Arrow-right Camera
The Spokesman-Review Newspaper
Spokane, Washington  Est. May 19, 1883

Goldmark ad blasts Valley View fire fight

Claims of dawdling called inaccurate

Richard Roesler Staff writer

OLYMPIA – In a startling last-minute campaign ad, the pilot of a firefighting plane blasts state Public Lands Commissioner Doug Sutherland, saying Sutherland and his staff dawdled during July’s Valley View fire, worsening the blaze that claimed 11 homes.

“It didn’t need to be so severe,” pilot Craig Haws says in the new radio ad. Sutherland, he says, “could have immediately dispatched a firefighting plane sitting 10 miles away at Deer Park. Instead, his staff waited hours before calling a plane from Wenatchee. While the fire raged, bureaucracy got in the way of firefighting.”

The ad’s paid for by Democrat Peter Goldmark, a rancher hoping to unseat Sutherland, a Republican.

“The pilot came forward and said, ‘Look, you need to be aware of these issues,’ ” Goldmark said.

Sutherland’s campaign spokesman, Todd Myers, said the ad is inaccurate.

“When a candidate is desperate, he’ll make things up,” he said.

For one thing, Myers said, the state considered the plane Haws piloted – a 1940s PBY tanker – unsafe for firefighting. Although Sutherland’s Department of Natural Resources had long used the plane, called Tanker 85, on wildfires in the past, this year the agency didn’t renew the contract. The DNR cited the plane’s age and the fact that federal concerns about safety also barred it from being used to fight fires on federal land.

Secondly, Myers said, only after high winds prevented the DNR from using aircraft out of Coeur d’Alene did the agency order in the bigger plane from Wenatchee.

Even when the bigger plane arrived, he said, the winds made its water drops ineffective.

“Had the plane been there” immediately, Myers said, “it still would have been ineffective.”

Fire and DNR aircraft logs show that local fire crews initially said twice they didn’t need aircraft as they sized up the blaze about 4 p.m.

At 4:30 p.m., they called for aerial help. At 4:55 p.m., the Coeur d’Alene air tanker crews said it was too windy to fly. By 5:45 p.m., DNR had the large CL215 air tanker en route from Wenatchee.
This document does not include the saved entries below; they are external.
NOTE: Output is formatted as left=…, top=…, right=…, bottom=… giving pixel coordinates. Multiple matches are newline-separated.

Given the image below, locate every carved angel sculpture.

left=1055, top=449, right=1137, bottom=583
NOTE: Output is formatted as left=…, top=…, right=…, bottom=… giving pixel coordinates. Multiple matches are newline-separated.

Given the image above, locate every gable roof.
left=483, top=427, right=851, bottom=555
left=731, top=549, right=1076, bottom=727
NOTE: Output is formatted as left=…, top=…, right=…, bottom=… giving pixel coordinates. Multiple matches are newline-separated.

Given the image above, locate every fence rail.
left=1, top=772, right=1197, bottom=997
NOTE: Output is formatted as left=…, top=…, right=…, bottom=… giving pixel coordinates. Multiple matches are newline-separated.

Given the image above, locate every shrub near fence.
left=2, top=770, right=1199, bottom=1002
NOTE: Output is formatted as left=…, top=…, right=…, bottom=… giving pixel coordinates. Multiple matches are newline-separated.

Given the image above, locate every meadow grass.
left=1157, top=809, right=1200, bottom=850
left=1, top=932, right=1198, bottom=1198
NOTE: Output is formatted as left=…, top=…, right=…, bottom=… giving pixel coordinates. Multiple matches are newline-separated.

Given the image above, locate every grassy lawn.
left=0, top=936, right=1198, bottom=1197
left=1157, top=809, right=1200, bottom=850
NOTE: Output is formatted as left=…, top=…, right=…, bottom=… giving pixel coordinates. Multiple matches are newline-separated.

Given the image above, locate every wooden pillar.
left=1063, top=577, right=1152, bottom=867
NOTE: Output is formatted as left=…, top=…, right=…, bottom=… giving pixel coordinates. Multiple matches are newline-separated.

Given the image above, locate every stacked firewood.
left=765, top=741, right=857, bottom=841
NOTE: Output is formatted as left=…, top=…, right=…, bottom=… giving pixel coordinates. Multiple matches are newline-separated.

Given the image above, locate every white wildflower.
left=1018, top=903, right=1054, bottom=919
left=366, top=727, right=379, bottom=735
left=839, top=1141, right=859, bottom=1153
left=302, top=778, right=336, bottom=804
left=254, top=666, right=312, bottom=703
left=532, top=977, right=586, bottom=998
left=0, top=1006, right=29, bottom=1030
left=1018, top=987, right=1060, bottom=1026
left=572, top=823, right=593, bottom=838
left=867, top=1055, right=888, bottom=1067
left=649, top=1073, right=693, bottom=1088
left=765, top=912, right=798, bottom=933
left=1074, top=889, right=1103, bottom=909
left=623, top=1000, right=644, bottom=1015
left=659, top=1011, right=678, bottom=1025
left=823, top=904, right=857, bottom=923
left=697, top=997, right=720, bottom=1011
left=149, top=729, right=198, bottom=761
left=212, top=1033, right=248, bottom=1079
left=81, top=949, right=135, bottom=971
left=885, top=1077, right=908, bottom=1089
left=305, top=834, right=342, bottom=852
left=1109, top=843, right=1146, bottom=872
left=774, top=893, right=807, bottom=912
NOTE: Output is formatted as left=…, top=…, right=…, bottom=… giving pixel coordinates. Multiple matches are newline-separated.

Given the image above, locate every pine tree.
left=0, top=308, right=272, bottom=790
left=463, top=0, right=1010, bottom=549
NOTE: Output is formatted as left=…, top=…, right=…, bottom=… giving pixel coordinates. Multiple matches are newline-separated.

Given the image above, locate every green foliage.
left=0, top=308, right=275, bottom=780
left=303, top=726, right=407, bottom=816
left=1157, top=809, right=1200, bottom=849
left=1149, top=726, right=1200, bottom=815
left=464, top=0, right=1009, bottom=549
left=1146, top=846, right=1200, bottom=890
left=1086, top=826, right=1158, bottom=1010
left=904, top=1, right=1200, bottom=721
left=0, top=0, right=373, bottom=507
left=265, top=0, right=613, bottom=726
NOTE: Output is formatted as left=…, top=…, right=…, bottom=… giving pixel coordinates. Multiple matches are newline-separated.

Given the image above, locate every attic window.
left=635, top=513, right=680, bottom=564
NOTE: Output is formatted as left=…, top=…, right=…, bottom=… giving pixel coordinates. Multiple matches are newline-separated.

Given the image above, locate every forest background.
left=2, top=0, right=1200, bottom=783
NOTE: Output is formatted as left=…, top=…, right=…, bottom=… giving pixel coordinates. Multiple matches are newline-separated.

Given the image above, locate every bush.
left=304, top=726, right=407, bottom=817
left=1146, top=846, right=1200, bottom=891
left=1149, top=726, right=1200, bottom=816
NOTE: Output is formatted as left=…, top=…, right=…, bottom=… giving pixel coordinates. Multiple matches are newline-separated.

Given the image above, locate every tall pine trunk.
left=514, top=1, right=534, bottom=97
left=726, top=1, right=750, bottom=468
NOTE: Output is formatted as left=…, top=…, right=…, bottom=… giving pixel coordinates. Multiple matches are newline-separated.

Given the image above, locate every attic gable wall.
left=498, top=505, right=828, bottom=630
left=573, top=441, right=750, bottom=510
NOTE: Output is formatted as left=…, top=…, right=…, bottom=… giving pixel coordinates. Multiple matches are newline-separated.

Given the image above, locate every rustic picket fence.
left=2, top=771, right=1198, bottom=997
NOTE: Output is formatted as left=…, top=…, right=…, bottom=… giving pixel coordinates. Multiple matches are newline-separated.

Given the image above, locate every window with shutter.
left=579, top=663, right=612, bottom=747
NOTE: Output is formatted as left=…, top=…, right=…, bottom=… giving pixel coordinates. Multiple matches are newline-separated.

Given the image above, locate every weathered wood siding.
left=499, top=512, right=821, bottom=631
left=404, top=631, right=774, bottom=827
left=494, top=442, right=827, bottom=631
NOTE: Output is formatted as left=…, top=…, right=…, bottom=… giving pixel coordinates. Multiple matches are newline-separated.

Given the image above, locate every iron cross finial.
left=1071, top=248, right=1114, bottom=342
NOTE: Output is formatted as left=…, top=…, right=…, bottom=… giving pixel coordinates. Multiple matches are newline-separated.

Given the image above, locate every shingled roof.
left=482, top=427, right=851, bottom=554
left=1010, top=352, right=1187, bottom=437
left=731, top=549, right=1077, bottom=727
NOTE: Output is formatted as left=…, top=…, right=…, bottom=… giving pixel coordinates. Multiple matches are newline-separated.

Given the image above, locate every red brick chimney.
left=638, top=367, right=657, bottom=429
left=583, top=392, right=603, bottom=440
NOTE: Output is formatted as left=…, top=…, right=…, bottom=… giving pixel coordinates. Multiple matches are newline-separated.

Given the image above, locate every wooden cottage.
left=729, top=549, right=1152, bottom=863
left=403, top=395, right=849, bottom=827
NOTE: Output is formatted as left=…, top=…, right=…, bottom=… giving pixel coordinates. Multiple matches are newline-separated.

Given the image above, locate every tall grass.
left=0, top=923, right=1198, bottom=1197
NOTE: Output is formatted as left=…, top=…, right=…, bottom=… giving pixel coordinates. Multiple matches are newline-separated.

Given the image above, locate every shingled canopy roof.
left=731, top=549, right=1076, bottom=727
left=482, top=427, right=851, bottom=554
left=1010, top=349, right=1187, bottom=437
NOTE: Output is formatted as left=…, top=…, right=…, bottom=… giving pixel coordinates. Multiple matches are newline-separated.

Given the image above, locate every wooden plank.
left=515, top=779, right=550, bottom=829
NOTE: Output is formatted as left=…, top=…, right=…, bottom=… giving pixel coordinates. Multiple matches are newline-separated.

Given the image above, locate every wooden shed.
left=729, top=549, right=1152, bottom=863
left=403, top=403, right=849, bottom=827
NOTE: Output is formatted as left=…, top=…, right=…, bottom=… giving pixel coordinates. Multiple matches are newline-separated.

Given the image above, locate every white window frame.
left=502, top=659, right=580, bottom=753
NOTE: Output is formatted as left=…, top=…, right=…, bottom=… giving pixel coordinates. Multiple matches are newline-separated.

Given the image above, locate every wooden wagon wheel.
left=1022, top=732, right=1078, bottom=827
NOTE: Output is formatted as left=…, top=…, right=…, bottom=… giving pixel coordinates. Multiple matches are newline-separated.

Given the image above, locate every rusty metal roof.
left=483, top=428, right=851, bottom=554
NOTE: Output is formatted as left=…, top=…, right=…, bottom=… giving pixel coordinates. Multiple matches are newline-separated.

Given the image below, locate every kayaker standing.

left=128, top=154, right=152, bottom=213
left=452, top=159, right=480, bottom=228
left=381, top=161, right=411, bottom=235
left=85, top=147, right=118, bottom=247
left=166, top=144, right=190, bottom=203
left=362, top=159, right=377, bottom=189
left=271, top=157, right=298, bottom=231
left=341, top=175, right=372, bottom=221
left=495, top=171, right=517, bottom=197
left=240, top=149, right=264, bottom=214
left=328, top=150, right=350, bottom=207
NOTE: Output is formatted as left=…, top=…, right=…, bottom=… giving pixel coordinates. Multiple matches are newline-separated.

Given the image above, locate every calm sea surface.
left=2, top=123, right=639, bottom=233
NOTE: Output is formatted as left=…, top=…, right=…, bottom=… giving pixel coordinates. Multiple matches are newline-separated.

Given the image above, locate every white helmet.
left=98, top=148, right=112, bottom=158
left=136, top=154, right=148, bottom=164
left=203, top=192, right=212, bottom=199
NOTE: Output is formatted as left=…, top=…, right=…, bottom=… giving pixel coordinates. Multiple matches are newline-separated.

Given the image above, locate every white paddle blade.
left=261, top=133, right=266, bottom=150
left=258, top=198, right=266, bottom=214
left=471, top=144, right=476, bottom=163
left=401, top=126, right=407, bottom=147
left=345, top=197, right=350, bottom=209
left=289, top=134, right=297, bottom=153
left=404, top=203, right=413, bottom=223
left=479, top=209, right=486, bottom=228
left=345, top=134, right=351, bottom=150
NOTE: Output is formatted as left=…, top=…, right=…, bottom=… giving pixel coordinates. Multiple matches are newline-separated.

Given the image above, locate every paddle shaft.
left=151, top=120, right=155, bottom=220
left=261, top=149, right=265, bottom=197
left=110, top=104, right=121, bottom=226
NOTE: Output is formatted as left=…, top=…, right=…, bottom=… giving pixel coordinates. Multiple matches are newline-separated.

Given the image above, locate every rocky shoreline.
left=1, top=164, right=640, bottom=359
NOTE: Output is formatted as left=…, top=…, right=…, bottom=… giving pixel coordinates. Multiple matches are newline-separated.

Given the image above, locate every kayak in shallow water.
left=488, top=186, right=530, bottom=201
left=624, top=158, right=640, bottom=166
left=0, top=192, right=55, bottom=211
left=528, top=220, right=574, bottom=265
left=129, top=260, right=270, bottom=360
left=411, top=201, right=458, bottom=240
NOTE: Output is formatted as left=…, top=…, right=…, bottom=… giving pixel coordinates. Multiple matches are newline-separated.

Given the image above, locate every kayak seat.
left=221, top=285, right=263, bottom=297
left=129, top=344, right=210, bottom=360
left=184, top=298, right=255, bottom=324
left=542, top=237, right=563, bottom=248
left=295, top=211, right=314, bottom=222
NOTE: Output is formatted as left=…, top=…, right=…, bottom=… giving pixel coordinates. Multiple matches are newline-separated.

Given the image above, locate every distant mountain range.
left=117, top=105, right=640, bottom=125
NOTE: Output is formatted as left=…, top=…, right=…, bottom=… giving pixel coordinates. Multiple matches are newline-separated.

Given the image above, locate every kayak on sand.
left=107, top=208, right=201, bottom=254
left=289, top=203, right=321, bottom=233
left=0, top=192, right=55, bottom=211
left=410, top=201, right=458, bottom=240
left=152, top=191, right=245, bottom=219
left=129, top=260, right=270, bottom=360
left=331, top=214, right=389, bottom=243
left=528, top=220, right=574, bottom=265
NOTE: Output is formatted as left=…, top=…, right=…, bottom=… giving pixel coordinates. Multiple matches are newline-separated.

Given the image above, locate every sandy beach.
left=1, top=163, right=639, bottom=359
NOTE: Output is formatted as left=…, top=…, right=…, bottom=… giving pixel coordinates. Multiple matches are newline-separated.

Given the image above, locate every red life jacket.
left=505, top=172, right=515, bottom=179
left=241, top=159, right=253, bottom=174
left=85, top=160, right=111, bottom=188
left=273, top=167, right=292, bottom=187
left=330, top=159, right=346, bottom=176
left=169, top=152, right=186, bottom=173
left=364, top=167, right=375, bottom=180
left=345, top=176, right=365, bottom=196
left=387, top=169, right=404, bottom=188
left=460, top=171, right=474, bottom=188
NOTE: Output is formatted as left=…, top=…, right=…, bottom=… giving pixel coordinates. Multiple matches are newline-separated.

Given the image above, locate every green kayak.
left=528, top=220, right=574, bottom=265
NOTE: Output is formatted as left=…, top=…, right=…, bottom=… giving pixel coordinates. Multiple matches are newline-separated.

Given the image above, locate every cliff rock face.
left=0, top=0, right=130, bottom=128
In addition to the homes, the fire burned more than 1,000 acres of Spokane Valley forests. It took hundreds of firefighters to bulldoze and hand-cut fire lines around it.

The area coordinator at the time, Spokane Valley Fire Chief Mike Thompson, agreed Tuesday that the high winds made the air drops ineffective. Given the fact that the DNR was watching dozens of fires across Eastern Washington at the time, he said, the agency did pretty well.

“Everybody was pretty much strapped,” Thompson said. “We’ve kind of gone over this ourselves with a fine-tooth comb to see how we could do it next time. Other than, as these things usually go, wishing we had more resources, things went relatively well.”

Haws did not respond to a phone message or e-mail. Nor did the PBY’s owner, Bud Rude.

Rude had appealed the state’s decision not to renew the contract for the World War II-era plane, but the DNR stuck with the 1987 CL-215. The newer plane carried slightly less water than the PBY’s 1,500 gallons, but it flew faster. It also cost 10 times more per flight hour than the $600-an-hour PBY.

While fire crews were still mopping up hot spots July 15, Haws criticized the fire response in a posting on a firefighting Web site. The state’s aerial firefighting plan was “dysfunctional at best,” he wrote, and the Spokane blaze was awash in bureaucracy.

“Too many clipboards/cell phones,” he wrote. “The administrative people outnumbered the actual fire fighters.”

Goldmark, a longtime volunteer firefighter in Okanogan County, says more could have and should have been done. Haws and the PBY crew were very experienced, he said, and Sutherland has emergency authority to tap such resources when needed.

If elected, Goldmark said he would change DNR policy to dispatch aircraft immediately. When someone calls in a blaze, crews on firetrucks don’t wait to see if it gets worse, he said – they roll the engines.

“You know it may be a false alarm,” he said, “but you want to make sure that you’re there in time to save property and time.”

And the July 10 fire was clearly no false alarm, he said. The blaze was in a tinder-dry area with high winds and many homes.

“Is it easier to pay for the fuel or is it easier to rebuild the homes?” Goldmark said.

Myers said such a change would be absurd.

“Pulling planes, without a request, in inappropriate circumstances would not have saved these houses,” he said. “But it would have made other fires worse.”